Rapido - Superior Stainless - HO Scale - New Haven Pullman-Bradley Stainless Steel "River" Series 26-Seat Parlor/14-Seat Lounge Car w/Skirts - New Haven (NH) "Blackstone River" - New Haven Green Scheme (SKU 224-17110)
Available On: January 1, 2018

The 30 Parlor and Parlor-Lounge cars were part of a large order of lightweight passenger cars placed with Pullman-Standard in December 1945. This was designed to modernize New Haven’s worn out fleet and attact customers back to the rails after the end of WWII. The order included a variety of car styles, including 103 coaches, 25 parlor cars, 5 parlor-lounge cars, diners, grill diners, combination baggage buffet lounge/parlors, and two tavern lounge observation cars. These were produced in the old Osgood Bradley factory in Worcester, MA, so they bear more than a passing resemblance to the Osgood Bradley Lightweights delivered in the 1930s.
The New Haven’s stainless cars were not built entirely from stainless steel like the cars produced by Budd in Philadelphia. Instead, they were constructed from Cor-Ten steel and sheathed with stainless steel fluting panels.
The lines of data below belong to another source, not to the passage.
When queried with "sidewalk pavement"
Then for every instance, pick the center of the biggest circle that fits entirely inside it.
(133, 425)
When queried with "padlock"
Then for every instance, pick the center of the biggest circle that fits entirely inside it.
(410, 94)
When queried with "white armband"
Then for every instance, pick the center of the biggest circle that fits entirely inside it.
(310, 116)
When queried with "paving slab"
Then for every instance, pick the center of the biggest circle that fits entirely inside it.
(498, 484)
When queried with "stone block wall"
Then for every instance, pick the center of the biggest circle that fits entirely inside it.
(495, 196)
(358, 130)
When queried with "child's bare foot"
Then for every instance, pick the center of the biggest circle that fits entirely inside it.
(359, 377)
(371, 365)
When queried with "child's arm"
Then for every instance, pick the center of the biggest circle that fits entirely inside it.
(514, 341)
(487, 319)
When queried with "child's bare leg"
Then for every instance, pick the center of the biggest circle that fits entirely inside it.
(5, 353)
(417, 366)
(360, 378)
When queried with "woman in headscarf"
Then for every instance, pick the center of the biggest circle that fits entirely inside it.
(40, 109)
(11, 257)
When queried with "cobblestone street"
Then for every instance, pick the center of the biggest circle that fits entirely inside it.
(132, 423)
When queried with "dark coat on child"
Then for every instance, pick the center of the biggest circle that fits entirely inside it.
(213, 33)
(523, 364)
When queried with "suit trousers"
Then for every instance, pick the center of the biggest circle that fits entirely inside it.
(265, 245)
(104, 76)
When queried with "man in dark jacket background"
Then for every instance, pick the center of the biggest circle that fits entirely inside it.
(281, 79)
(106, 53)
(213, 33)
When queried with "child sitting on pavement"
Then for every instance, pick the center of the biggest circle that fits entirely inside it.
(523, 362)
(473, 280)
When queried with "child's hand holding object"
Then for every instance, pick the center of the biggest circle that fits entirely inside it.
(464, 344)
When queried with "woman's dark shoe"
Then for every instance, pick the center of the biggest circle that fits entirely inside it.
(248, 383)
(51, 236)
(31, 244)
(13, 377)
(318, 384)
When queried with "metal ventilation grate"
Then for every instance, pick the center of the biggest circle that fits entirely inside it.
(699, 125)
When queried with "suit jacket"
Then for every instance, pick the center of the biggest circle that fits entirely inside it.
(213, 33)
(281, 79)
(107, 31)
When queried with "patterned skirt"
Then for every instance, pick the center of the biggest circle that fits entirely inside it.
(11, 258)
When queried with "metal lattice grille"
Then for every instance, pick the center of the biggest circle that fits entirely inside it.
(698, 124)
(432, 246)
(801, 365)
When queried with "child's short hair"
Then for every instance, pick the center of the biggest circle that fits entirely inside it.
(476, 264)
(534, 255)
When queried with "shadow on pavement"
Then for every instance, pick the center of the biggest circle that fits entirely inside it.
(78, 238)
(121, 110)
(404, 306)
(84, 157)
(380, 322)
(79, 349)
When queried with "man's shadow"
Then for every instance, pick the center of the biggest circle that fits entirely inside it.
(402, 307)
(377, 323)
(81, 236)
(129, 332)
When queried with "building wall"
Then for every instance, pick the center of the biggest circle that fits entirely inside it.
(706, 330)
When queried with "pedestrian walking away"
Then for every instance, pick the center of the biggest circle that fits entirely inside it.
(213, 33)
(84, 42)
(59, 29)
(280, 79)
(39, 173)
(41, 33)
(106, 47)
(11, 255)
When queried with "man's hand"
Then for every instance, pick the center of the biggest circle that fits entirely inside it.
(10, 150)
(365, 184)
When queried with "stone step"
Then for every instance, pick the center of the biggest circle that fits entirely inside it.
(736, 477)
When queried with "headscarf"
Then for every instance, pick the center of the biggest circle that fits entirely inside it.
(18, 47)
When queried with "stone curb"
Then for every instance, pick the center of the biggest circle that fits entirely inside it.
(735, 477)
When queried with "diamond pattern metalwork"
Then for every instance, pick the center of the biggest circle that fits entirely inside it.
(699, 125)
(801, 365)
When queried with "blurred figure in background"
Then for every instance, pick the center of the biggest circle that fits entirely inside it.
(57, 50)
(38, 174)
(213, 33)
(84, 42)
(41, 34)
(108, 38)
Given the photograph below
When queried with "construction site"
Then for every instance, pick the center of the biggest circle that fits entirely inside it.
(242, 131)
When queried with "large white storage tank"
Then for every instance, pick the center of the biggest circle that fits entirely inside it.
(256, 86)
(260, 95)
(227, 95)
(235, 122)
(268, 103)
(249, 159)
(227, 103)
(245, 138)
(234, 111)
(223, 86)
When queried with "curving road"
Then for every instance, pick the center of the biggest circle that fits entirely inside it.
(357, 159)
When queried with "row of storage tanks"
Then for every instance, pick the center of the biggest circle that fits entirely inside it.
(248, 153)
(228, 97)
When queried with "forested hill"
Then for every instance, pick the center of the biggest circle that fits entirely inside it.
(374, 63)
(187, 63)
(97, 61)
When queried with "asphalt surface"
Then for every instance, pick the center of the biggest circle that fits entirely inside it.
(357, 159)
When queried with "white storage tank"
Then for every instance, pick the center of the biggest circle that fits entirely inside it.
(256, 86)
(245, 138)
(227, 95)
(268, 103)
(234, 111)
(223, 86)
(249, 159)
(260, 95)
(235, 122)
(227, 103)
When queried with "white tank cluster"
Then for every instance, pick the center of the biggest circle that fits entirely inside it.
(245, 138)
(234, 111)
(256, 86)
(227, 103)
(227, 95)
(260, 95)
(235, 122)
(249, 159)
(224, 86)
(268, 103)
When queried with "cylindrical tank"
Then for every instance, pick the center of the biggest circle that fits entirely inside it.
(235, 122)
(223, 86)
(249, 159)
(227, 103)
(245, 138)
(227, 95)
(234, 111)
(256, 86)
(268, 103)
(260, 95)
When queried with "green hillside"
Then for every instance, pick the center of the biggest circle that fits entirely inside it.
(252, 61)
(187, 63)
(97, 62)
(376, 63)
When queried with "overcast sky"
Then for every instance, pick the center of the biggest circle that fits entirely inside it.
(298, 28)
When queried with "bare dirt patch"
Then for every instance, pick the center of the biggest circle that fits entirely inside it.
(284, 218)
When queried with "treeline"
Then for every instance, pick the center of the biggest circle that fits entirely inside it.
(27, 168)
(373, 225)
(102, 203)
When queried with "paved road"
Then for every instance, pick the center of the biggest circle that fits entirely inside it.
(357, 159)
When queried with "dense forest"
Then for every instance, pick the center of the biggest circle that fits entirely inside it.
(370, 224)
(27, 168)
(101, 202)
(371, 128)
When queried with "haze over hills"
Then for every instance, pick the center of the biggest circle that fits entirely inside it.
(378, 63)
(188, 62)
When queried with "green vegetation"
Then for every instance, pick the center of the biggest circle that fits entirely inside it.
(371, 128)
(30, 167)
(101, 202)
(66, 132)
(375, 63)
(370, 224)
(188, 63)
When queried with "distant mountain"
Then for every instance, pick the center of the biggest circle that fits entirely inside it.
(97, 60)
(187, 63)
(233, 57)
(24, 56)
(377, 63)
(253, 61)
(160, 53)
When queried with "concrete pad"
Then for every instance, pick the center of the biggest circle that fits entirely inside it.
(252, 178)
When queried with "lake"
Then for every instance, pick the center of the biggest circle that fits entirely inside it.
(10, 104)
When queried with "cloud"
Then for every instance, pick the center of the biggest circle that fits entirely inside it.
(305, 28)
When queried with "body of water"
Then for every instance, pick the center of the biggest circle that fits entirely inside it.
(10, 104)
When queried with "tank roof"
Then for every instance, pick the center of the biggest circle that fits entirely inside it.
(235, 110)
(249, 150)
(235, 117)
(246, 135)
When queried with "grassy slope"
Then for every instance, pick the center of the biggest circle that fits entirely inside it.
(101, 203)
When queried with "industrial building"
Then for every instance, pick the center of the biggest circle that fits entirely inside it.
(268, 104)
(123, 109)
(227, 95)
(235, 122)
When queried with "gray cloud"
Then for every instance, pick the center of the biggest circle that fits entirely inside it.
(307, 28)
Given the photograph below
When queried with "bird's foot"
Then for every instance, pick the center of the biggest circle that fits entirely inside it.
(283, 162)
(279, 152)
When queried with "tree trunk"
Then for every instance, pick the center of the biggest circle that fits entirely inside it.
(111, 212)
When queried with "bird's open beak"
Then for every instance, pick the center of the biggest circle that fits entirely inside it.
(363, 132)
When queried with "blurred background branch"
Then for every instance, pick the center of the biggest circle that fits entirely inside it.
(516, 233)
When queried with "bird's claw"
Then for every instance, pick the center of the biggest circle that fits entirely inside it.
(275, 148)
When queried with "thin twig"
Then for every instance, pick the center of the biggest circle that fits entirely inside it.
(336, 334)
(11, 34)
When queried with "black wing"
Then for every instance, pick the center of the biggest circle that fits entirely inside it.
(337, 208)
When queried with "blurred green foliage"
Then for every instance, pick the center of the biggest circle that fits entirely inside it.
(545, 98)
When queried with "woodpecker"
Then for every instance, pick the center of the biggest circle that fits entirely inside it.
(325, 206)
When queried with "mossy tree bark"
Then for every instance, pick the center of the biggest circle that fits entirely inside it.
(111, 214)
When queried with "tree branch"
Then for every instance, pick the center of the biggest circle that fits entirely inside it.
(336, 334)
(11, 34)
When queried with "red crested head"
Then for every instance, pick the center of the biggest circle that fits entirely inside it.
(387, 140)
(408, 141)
The New Haven touted the cars as “the newest of the new in coach equipment – gleaming stainless steel on the outside, the last word in attractive decoration and design on the inside.”
Notably the 25 36-seat parlor cars (numbered in the 300-series) were given names of towns and cities served by the New Haven, while the five 400-series parlor-lounge cars (26-seat parlor/14-seat smoking lounge) were initially named after local rivers.
Like the Rapido 8600 cars, the Parlor and Parlor-Lounges will be available fitted with original side skirts or in later de-skirted condition. The interior will correctly replicate the differences between the two car types and extra seats are included to make as-delivered cars with extra seat row.
On the merger with the Penn Central in 1969 the cars transferred to the new North East railroad with many moving to Amtrak on its formation in 1971.
The new Rapido HO Scale model of the New Haven Parlor car is being produced in association with the New Haven Railroad Historical & Technical Association (NHRHTA).